A reflection: Samueli/Jonas influential pebble in medicine’s most important pond
In the interview, Jonas and I talked about this concept of “convergence,” the platform from which he sees himself working in his next phase with the Samuelis. Jonas’ nearly 25-year arc from his directorship at the NIH Office of Alternative Medicine to this new horizon has marked striking ascendancy for the whole person, healing perspectives that Jonas, with the Samuelis’ backing, has been researching and advancing.
I promote the value-based medicine period for integrative health and the medical industry as the Era of Convergence. In my presentations about this emergence I share a somewhat obscure moment of this history that sings of the expansive influence of the Samueli Institute.
In December of 2013, the former administrator of the Centers for Medicare and Medicaid Services Don Berwick, MD delivered a keynote to the annual conference of the Institute for Healthcare Improvement. Berwick was a co-founder of IHI. He is undeniably the most influential cheer-leader and advocate for the medical industry’s move from volume to value. In the room for his talk were the C-suite chieftains of major hospitals and delivery organizations who, in participating with IHI, effectively announced themselves as the most progressive change agent hospital leaders – if that is not an oxymoron – in US medicine. If medical delivery leaders are to be counted on to help break the cycle of waste and death with which US medicine is associated, this is the group to lead.
Berwick, as usual, asked his audience to stretch themselves. He honored the steps they’d taken in working to limit errors, foster safety, promote interprofessionalism and team care, embrace bundled payments and the values of the Triple Aim. But this wasn’t enough, for Berwick.
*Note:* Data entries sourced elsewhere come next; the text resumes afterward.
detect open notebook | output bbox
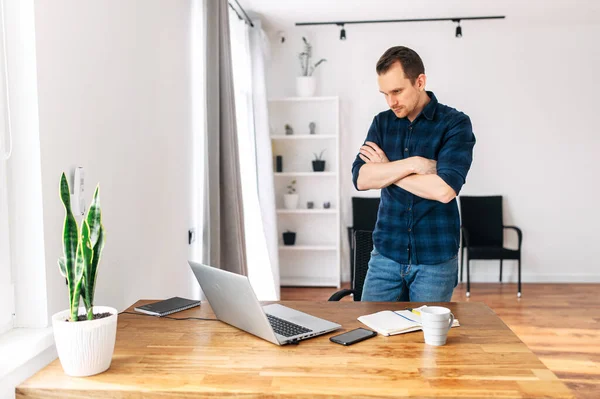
[358,306,460,336]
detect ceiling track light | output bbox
[296,15,506,40]
[337,24,346,40]
[453,19,462,38]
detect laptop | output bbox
[188,261,341,345]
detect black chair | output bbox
[348,197,380,284]
[459,195,523,298]
[329,230,373,301]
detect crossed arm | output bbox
[357,141,456,203]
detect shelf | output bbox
[271,133,337,140]
[273,172,337,177]
[279,276,340,288]
[279,245,337,251]
[277,208,337,215]
[269,96,339,103]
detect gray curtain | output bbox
[204,0,248,275]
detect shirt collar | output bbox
[421,91,438,120]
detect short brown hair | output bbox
[375,46,425,84]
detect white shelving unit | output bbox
[269,97,342,288]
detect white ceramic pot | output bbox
[283,194,298,209]
[296,76,317,97]
[52,306,118,377]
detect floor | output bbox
[281,283,600,399]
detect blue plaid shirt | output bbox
[352,91,475,265]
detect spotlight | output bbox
[340,24,346,40]
[456,19,462,37]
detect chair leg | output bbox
[460,248,465,283]
[500,259,502,282]
[467,259,471,298]
[517,256,521,298]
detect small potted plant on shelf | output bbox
[283,180,298,209]
[313,150,325,172]
[283,230,296,245]
[296,37,327,97]
[52,173,118,377]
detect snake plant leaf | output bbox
[79,220,95,320]
[58,257,67,277]
[86,186,102,248]
[59,173,82,321]
[87,225,105,310]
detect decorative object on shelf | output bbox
[283,230,296,245]
[285,123,294,136]
[296,37,327,97]
[52,173,118,377]
[283,180,298,209]
[313,150,325,172]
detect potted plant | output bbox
[296,37,327,97]
[283,230,296,245]
[283,180,298,209]
[313,150,325,172]
[52,173,118,377]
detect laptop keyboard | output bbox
[267,314,312,337]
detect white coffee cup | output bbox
[420,306,454,346]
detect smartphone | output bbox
[329,328,377,346]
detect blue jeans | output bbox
[361,248,458,302]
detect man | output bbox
[352,46,475,302]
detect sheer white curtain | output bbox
[0,1,15,334]
[229,11,279,300]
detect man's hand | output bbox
[408,157,437,175]
[359,141,389,163]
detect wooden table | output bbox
[16,301,572,399]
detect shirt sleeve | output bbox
[437,114,475,195]
[352,116,382,191]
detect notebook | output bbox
[134,296,200,317]
[358,306,460,337]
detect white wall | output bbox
[35,0,196,315]
[268,0,600,282]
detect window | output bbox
[0,2,15,334]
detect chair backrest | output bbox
[459,195,504,247]
[352,230,373,301]
[352,197,379,230]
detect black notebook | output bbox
[134,296,200,317]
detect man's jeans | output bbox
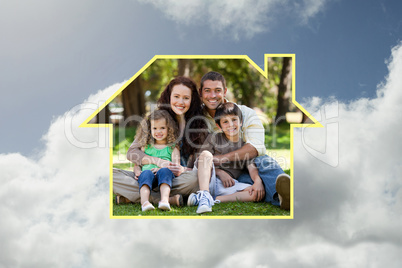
[237,155,284,206]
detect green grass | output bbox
[113,123,290,217]
[113,170,290,217]
[113,199,290,217]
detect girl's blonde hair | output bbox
[135,110,179,147]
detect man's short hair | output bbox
[214,102,243,126]
[200,71,226,95]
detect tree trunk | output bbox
[275,57,292,124]
[178,59,193,77]
[122,77,145,126]
[96,105,110,124]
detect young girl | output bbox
[134,110,180,211]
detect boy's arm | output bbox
[247,163,265,202]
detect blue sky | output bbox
[0,1,402,155]
[0,0,402,267]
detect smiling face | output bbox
[151,118,168,144]
[219,114,242,142]
[170,84,191,115]
[201,80,227,117]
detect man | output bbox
[199,72,290,210]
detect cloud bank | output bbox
[139,0,327,40]
[0,44,402,267]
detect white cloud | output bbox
[0,45,402,267]
[139,0,327,40]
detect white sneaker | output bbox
[197,191,215,214]
[158,202,170,211]
[141,202,155,211]
[275,173,290,210]
[187,191,201,207]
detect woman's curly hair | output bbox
[135,110,179,147]
[157,76,208,155]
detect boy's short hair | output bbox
[214,102,243,126]
[199,71,226,95]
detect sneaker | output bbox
[275,173,290,210]
[158,202,170,211]
[197,191,215,214]
[141,202,155,211]
[187,191,201,207]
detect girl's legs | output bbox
[197,151,213,192]
[138,170,155,211]
[156,168,174,210]
[216,187,254,203]
[159,183,170,203]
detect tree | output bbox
[275,57,292,123]
[122,76,145,126]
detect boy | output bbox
[187,102,264,213]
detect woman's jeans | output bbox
[138,168,174,191]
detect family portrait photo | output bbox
[97,56,305,217]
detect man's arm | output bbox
[214,143,258,166]
[127,138,170,167]
[247,163,265,201]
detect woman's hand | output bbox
[134,165,141,180]
[215,168,235,188]
[167,162,185,177]
[151,168,160,174]
[247,178,265,202]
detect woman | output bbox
[113,77,207,205]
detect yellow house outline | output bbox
[79,54,323,219]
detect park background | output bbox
[103,56,296,216]
[0,0,402,267]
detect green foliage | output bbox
[113,126,136,154]
[264,122,290,150]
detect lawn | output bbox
[113,124,290,217]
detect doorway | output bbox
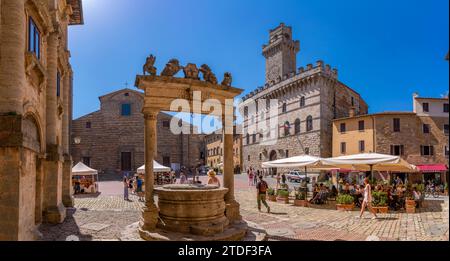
[120,152,132,171]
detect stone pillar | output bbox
[222,111,242,223]
[44,31,66,221]
[0,0,27,114]
[140,111,159,234]
[62,69,74,207]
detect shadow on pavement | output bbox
[39,208,92,241]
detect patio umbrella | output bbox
[262,155,336,197]
[321,153,417,181]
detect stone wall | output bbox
[0,0,81,240]
[72,89,204,173]
[376,113,449,165]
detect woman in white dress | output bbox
[359,178,377,219]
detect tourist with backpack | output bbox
[256,176,270,213]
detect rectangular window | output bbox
[358,121,366,131]
[341,142,347,154]
[163,157,170,167]
[423,124,431,134]
[391,145,405,156]
[82,157,91,167]
[359,140,366,152]
[122,103,131,116]
[394,118,400,132]
[420,145,434,156]
[28,17,41,59]
[340,123,347,133]
[56,71,61,97]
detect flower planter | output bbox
[294,199,309,208]
[336,204,355,211]
[277,196,289,204]
[372,207,389,214]
[268,195,277,202]
[405,200,416,214]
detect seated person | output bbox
[412,187,422,208]
[342,183,350,195]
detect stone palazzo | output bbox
[0,0,83,240]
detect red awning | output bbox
[417,164,448,173]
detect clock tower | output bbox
[263,23,300,83]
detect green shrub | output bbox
[336,194,354,205]
[278,189,289,197]
[372,191,388,207]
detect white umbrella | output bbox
[262,155,324,168]
[138,160,171,174]
[321,153,417,180]
[72,162,98,176]
[262,155,334,199]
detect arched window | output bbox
[306,116,314,131]
[284,121,291,136]
[300,96,306,108]
[295,119,301,134]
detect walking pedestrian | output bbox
[123,177,129,201]
[256,176,270,213]
[359,178,377,219]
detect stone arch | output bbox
[294,119,301,134]
[22,111,45,225]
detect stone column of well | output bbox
[44,31,66,221]
[62,69,74,207]
[140,111,163,231]
[222,112,242,223]
[0,0,27,115]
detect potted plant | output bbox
[267,188,277,202]
[372,191,389,214]
[277,189,289,204]
[405,190,416,213]
[336,194,355,211]
[294,187,309,207]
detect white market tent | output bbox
[72,162,98,193]
[321,153,417,173]
[262,155,326,169]
[137,160,171,174]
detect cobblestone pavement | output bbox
[40,177,449,241]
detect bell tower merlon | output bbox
[263,23,300,83]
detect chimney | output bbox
[348,107,356,118]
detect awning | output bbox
[417,164,448,173]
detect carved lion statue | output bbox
[222,72,233,87]
[144,55,156,76]
[200,64,217,84]
[183,63,200,80]
[161,59,183,77]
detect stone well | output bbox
[155,185,229,236]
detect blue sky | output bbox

He urged them on a 30-year journey. This would be something more challenging than they had ever done. The journey would be from the medical industry’s current disease treatment and volume focus to something he, Berwick, had recently been taught to call “salutogenesis” or health creation. “The more commonplace claim that we don’t now have systems to create health is correct,” he stated. He pushes on: “Here is the rub: the new way, the way to health, may be vastly further from the current design of care than we may at first wish it to be, or believe it to be.”
Berwick then named his mentors who had taught him about the direction toward which be, Berwick, was then seeking to drag the medicine industry. Above all among the mentors, he said, was Wayne Jonas of the Samueli Institute.
What a great big pebble in just the right pond, what an energetic catalyzing, an in-laying of new seed. It was a proud moment for the integrative health field. I hope it was a proud one for the Samuelis. I like thinking of Jonas, still partnered with Henry and Susan Samueli, unencumbered by minutia, dreaming, organizing and catalyzing change, on a larger scale. What’s next?